For longer words, just use 2^n-1 to get an appropriately large integer to convert into binary form, and again use XOR

Quote:
For a single nibble, why not just do:

```\<< # 1111b XOR />>>
```

Han,

that inverts the nibble, not reverse it. For example:

```# 1101b # 1111b XOR   -->  # 10b, not # 1011b as we want.
```

Regards,

Gerson.

Really impressive, about ten times as fast!
Results of three consecutive runs of TSTBPRM on my HP 50g:

```4.07006835938
4.29943847656
4.08447265625
```
As a comparison, the UserRPL version returns
```42.118775
42.271485
42.263916
```
Quote:
```      GetRowCount #1+_ONE_DO (DO)   ( do for each row )
( note that the first prime converted will actually be 2 instead of 1 )
```

There was a discussion here about the primality (or non-primality) of 1 about three years ago:

Quote:
The source code follows, exactly as it was compiled by Debug4x.
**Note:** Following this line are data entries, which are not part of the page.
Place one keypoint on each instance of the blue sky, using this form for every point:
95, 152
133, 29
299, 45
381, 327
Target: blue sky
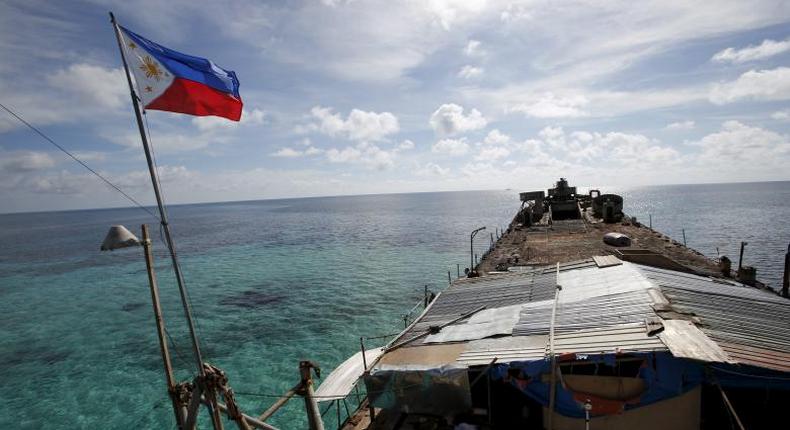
352, 97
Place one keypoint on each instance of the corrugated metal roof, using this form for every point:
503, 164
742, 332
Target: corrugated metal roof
504, 349
752, 326
606, 260
620, 338
591, 297
685, 340
492, 291
340, 382
604, 309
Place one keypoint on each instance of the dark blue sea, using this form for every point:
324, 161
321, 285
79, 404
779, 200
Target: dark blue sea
273, 282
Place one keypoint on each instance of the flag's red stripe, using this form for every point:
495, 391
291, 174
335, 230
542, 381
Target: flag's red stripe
194, 98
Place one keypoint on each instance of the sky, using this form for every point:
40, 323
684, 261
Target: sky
357, 97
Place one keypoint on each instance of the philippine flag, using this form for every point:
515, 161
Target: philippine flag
171, 81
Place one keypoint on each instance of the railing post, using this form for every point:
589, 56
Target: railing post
311, 405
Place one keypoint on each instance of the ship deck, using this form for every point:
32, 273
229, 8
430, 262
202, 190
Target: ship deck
572, 240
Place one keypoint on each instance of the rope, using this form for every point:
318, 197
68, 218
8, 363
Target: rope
389, 390
178, 354
198, 328
771, 378
74, 157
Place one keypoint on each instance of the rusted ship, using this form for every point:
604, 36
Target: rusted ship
580, 317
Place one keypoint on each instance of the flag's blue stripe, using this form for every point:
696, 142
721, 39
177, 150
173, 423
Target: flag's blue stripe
189, 67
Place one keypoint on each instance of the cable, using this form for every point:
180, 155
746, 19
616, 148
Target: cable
179, 356
163, 207
62, 149
770, 378
390, 390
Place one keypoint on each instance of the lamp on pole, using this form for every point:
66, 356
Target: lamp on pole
472, 248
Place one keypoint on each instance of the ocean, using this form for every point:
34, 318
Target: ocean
274, 282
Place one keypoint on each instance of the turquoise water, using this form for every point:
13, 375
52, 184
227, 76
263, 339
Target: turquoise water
271, 282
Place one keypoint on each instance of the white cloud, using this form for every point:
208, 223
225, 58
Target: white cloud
433, 169
454, 147
766, 49
248, 117
288, 153
365, 154
551, 106
680, 125
406, 145
782, 115
94, 85
492, 153
515, 12
771, 84
470, 72
737, 142
358, 126
496, 137
449, 119
26, 161
449, 12
312, 150
294, 153
473, 48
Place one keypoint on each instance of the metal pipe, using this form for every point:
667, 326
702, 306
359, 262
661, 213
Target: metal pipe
311, 405
279, 403
160, 203
421, 335
160, 327
553, 387
472, 247
786, 277
364, 359
250, 420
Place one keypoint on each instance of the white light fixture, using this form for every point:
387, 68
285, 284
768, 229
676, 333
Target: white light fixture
119, 237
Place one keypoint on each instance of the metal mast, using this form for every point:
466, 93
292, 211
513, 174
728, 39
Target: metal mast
162, 213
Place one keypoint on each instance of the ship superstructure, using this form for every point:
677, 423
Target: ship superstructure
583, 318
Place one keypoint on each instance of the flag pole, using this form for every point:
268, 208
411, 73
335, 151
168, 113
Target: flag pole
162, 213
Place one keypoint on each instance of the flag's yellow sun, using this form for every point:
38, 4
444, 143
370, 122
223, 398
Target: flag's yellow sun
151, 68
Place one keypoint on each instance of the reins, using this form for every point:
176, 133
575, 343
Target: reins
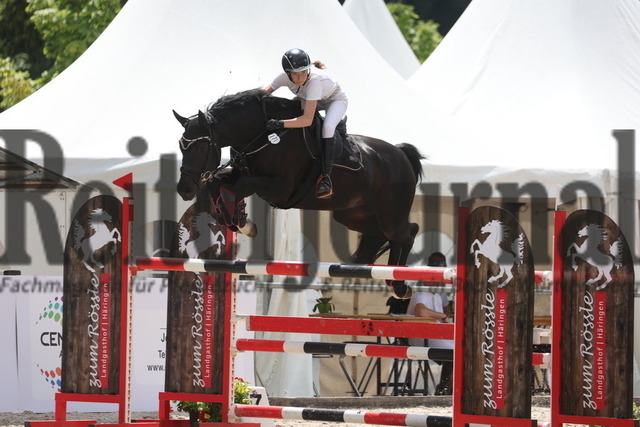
238, 159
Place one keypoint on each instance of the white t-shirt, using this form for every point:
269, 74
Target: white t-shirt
433, 302
318, 87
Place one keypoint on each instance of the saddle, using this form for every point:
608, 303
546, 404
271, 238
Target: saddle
347, 154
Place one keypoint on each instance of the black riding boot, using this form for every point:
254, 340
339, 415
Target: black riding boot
324, 187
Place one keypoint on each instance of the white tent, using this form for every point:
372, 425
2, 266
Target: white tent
159, 55
536, 84
376, 23
166, 54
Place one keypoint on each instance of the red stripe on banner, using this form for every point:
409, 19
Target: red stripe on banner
281, 268
207, 336
501, 347
247, 344
600, 355
537, 359
427, 274
104, 349
274, 412
385, 418
170, 264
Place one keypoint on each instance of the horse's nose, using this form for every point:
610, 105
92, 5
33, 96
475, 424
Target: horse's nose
186, 192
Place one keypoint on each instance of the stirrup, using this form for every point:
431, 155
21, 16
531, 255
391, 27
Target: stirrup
324, 188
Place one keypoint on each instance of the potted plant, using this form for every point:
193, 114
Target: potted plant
324, 305
211, 412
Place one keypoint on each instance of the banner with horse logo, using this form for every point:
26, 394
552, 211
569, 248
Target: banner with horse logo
91, 293
597, 318
196, 304
498, 310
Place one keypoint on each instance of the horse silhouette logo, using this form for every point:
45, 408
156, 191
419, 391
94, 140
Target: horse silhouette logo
204, 239
100, 237
590, 252
491, 248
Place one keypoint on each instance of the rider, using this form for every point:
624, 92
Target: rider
317, 90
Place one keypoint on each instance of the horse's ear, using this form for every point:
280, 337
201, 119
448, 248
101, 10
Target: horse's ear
202, 118
183, 120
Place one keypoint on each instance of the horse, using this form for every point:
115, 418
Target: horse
205, 238
101, 237
282, 168
589, 252
491, 249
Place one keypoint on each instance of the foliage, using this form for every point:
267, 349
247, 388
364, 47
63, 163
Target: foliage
15, 83
68, 27
324, 305
423, 37
18, 37
57, 33
211, 412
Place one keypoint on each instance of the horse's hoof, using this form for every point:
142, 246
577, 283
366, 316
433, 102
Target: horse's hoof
399, 289
250, 229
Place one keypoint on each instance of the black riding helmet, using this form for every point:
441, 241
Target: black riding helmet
295, 60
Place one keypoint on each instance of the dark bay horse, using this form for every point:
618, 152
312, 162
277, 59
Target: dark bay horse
374, 201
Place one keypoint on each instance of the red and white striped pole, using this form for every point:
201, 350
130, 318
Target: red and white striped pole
288, 268
321, 269
341, 416
362, 350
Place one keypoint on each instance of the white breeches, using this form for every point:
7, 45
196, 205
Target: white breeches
334, 112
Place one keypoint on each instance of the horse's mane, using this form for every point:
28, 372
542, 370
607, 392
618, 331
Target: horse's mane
597, 231
228, 104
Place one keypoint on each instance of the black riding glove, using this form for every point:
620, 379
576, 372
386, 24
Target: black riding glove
274, 124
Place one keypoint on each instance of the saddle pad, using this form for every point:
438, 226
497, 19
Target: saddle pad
350, 156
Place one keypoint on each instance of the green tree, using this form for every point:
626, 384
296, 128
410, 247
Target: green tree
15, 83
68, 27
59, 31
423, 37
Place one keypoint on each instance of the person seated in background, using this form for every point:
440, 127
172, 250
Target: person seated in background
432, 304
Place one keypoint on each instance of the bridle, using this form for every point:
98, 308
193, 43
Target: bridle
238, 159
205, 175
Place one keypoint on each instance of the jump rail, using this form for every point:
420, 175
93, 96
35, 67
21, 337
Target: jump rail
344, 416
361, 350
289, 268
320, 269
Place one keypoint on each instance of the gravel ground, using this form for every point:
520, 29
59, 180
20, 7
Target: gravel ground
539, 411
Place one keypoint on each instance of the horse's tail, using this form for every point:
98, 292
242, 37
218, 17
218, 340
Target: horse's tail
415, 158
78, 234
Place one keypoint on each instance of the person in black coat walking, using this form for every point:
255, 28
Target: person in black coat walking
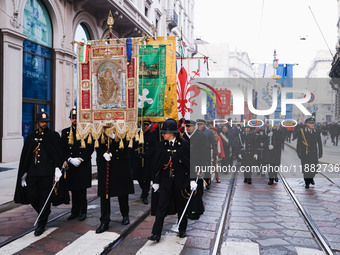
309, 150
172, 178
247, 153
143, 158
114, 179
80, 168
39, 168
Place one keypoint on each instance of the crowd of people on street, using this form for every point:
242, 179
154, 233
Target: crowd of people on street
165, 162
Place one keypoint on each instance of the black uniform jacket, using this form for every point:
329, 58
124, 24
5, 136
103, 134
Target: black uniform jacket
248, 148
120, 176
49, 156
178, 179
151, 139
309, 153
78, 177
273, 156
If you want to try this with the built-in assembler (ala menu 256), you'll have to pull it apart into separate pieces.

Indeed easier using Debug4. Thanks for the tip!

Gerson.

Quote:
Thanks to all that posted dif ideas,

I second that! That's what I like in this forum: For every occasional small contribution, I've always been given many more in return, and much more valuable ones!